Single vocal cord irradiation (SVCI): image-guided intensity-modulated hypofractionated radiotherapy for T1a glottic cancer: early clinical results
Menée à partir de données portant sur 30 patients atteints cancer de la glotte de stade T1 (durée médiane de suivi : 30 mois), cette étude évalue l'efficacité, du point de vue du taux de contrôle local à 2 ans, et la faisabilité de l'irradiation d'une seule corde vocale par radiothérapie hypofractionnée avec modulation d'intensité et guidage à l'aide de l'imagerie
Résumé en anglais
Purpose/objectives : This retrospective analysis of prospectively collected data reports on feasibility, outcome, toxicity, and voice-handicap index (VHI) of patients with T1a glottic cancer treated by a novel IMRT technique developed at our institution to treat only the involved vocal cord; the single vocal cord irradiation (SVCI).

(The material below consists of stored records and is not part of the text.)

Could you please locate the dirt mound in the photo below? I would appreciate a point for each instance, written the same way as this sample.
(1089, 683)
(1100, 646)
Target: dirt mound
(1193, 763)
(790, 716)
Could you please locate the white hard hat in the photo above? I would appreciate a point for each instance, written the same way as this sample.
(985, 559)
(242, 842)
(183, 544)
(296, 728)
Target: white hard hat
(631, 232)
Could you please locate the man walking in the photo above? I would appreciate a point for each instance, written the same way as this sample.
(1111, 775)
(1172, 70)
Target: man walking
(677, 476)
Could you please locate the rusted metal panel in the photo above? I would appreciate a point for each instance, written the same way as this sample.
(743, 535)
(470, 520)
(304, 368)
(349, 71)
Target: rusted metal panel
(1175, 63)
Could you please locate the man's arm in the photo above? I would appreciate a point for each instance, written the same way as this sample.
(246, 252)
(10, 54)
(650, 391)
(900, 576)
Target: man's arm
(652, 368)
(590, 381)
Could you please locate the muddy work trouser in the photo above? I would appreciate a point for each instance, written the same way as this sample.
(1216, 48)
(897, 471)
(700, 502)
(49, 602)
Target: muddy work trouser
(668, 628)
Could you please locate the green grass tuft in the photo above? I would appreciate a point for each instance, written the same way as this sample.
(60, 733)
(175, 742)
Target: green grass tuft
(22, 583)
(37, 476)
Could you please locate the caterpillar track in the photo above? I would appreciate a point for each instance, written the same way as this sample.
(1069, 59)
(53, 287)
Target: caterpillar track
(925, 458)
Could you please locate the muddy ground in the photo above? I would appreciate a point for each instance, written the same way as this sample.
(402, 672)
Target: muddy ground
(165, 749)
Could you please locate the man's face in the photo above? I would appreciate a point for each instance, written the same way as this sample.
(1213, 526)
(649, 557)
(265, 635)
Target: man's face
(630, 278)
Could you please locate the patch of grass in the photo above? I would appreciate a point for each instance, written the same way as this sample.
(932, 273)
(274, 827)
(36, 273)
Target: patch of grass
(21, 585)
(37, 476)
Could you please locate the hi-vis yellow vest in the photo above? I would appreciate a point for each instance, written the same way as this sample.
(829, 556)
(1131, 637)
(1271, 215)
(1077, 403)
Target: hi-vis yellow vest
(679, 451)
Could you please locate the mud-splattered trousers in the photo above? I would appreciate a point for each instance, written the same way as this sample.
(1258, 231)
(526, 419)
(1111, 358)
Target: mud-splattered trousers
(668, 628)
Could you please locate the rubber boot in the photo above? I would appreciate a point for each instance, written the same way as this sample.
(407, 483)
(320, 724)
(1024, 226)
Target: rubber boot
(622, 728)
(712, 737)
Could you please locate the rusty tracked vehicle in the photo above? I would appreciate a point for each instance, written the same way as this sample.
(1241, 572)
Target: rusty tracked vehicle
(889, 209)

Methods and Materials : Thirty patients with T1a glottic cancer were treated by means of SVCI. Dose prescription was set to 16*3.63 Gy (TD 58.08 Gy). The clinical target volume (CTV) was the entire vocal cord. Set-up verification was done by means of an online correction protocol using cone-beam CT. Data for voice quality assessment were collected prospectively at baseline, end of treatment, 4,6, and 12 weeks and 6, 12, and 18 months after treatment using VHI questionnaires.
Results : After a median follow-up of 30 months (range, 7-50), the 2-year local control and overall survival rates were 100% and 90% since no single local recurrence was reported and three patients died because of comorbidity. All patients have completed the intended treatment schedule; no treatment interruptions and no grade 3 acute toxicity were reported. Grade 2 acute dermatitis or dysphagia was reported in only 5 patients (17%). No serious late toxicity was reported; only one patient developed temporary grade 2 laryngeal oedema, and responded to short-course of corticosteroid. VHI improved significantly from 33.5 at baseline to 9.5 and 10 at 6-weeks and 18-months, respectively (p<0.001). The control group, treated to the whole larynx, had comparable LC-rates (92.2% vs. 100%,p=0.24), but more acute toxicity (66% vs. 17%,p<0.0001) and higher VHI-scores (23.8 and 16.7 10 at 6- and 18-mothns, respectively, p<0.001).
Conclusion : SVCI is feasible and resulted in maximal local control rate at 2 years. The deterioration in VHI-scores was slight and temporary and subsequently improved to normal level. Long-term follow-up is needed to consolidate these promising results.